My stubbornness kicks in. I turn my head to the side. He steers it back with a little swipe of his finger.

"Olivia...." he warns. His eyes are gunning holes in my head. I can feel the heat of his chest beneath my fingertips, and I know that his heart is beating fast like mine.

"Say it, Olivia. For once, damn-it, say it." He is looking at my lips-waiting. I think about lying. I don’t like how direct he’s suddenly become. I was perfectly comfortable playing games.

"I want…you to…” I search for the word and can’t find it. “Can you just kiss me first and then we’ll see how I feel?”

He does this thing where he puts his tongue between his teeth. He looks at my mouth like he’s considering it. I almost keel over on the spot.

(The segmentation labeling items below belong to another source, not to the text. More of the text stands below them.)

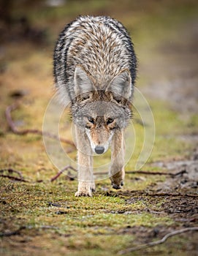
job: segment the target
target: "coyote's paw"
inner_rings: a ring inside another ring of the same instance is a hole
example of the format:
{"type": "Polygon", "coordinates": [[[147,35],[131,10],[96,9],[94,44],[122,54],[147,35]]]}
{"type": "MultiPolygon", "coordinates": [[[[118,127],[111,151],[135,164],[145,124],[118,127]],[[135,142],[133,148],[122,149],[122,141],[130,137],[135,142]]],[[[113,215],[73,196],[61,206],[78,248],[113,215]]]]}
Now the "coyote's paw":
{"type": "Polygon", "coordinates": [[[94,191],[94,182],[80,181],[75,197],[92,197],[91,191],[94,191]]]}
{"type": "Polygon", "coordinates": [[[75,192],[75,197],[92,197],[92,194],[91,191],[77,191],[75,192]]]}

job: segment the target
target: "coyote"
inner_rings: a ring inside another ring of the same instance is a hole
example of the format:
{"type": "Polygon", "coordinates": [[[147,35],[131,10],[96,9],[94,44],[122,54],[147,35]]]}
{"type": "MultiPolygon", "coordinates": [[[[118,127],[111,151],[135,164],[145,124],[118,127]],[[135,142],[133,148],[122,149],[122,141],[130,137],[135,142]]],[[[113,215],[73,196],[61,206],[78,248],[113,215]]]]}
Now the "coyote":
{"type": "Polygon", "coordinates": [[[70,102],[78,161],[75,196],[95,189],[93,154],[111,145],[109,176],[123,185],[123,129],[131,116],[137,60],[123,26],[110,17],[80,16],[60,34],[54,50],[55,84],[63,103],[70,102]]]}

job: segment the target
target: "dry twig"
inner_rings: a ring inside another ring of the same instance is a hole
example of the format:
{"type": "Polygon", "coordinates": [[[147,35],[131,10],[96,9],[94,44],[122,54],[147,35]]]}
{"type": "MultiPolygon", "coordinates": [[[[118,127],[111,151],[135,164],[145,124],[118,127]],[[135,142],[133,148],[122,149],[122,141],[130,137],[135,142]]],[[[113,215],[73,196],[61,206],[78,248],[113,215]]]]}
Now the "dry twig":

He moves his hands, resting one forearm on the tree above my head and wrapping the other around my waist.

We are face to face with our foreheads touching. My breath is coming fast, my chest heaving in anticipation. I am a cliché; butterflies, tingling and heat swirling through me in the strongest form of desire I have ever experienced.

 I have two fistfuls of his shirt, and I clench tighter. "What are you waiting for?"